Goldcorp Inc. (G), the world’s second-largest producer of the metal by market value, gained 1.9 percent to C$52.41. Barrick climbed 2.2 percent to C$50.98. Kinross Gold Corp. (K), Canada’s third-largest company in the industry by market value, climbed 5.8 percent to C$13.61.
An index of banks in the S&P/TSX gained 0.3 percent after the Federal Reserve released minutes from their Nov. 1-2 meeting that showed some policy makers said the central bank should consider further economic stimulus.
Royal Bank of Canada rose 1.1 percent to C$44.93. Bank of Nova Scotia (BNS), the third-biggest lender, gained 0.3 percent to C$49.94.

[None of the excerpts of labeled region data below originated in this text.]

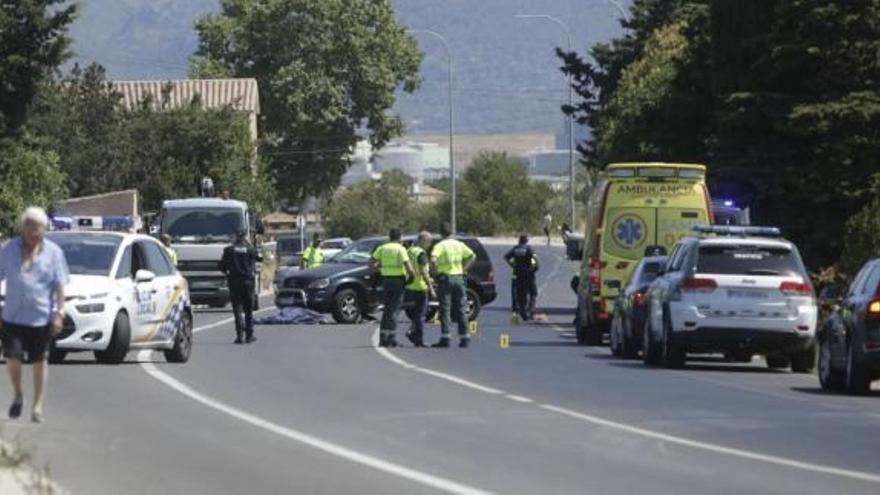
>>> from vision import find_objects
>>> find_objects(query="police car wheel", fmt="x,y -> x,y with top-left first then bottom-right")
95,313 -> 131,364
333,289 -> 361,324
164,313 -> 192,363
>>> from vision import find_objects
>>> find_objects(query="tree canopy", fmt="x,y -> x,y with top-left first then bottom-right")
192,0 -> 421,200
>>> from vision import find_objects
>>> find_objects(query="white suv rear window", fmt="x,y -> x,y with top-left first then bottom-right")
697,245 -> 803,277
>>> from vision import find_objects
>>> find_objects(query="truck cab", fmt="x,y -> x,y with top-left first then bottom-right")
157,198 -> 262,307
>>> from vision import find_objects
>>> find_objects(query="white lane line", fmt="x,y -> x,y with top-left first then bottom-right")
373,328 -> 880,483
370,327 -> 504,395
138,326 -> 491,495
538,404 -> 880,483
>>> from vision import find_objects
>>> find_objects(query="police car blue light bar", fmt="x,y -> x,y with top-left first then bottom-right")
693,225 -> 782,237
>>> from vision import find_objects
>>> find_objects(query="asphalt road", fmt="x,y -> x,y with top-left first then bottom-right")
0,247 -> 880,495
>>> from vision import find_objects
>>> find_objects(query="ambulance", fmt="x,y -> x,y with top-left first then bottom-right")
575,163 -> 713,345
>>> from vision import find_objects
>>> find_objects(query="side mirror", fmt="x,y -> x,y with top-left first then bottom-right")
134,270 -> 156,284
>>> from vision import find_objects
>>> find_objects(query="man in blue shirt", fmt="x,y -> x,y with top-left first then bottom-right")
0,207 -> 70,423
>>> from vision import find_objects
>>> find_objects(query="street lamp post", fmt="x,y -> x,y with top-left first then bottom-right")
515,14 -> 577,228
407,29 -> 458,233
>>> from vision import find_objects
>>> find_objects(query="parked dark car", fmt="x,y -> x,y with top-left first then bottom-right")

Canadian energy companies fell as slowing U.S. economic growth and the European debt crisis increased concern that demand for fuel would slump, while a strengthening Canadian dollar threatened to crimp profits. The Canadian currency rose after a report showed retail sales in the country grew at the fastest pace in a year in September.
Suncor slipped 1.7 percent to C$30.42. Canadian Natural Resources Ltd. (CNQ), the country’s second-largest energy company by market value, dropped 1 percent to C$36.10. Enbridge Inc. (ENB), Canada’s biggest pipeline company, lost 1.3 percent to C$35.76.
Smartphone maker Research In Motion Ltd. (RIM), which gets 39 percent of its revenue from the U.S., slid 2.9 percent to C$17.51. The shares had fallen 3.8 percent yesterday after two analysts cut profit estimates and the company reported a glitch that caused some customers to be unable to turn on their BlackBerry Bold devices.
Consumer staples companies also slipped as Saputo Inc. (SAP) fell 3 percent to C$38.92. Canada’s largest food producer was cut to “market perform” from “outperform” at Bank of Montreal (BMO), which cited a 12-month price estimate of C$45 a share.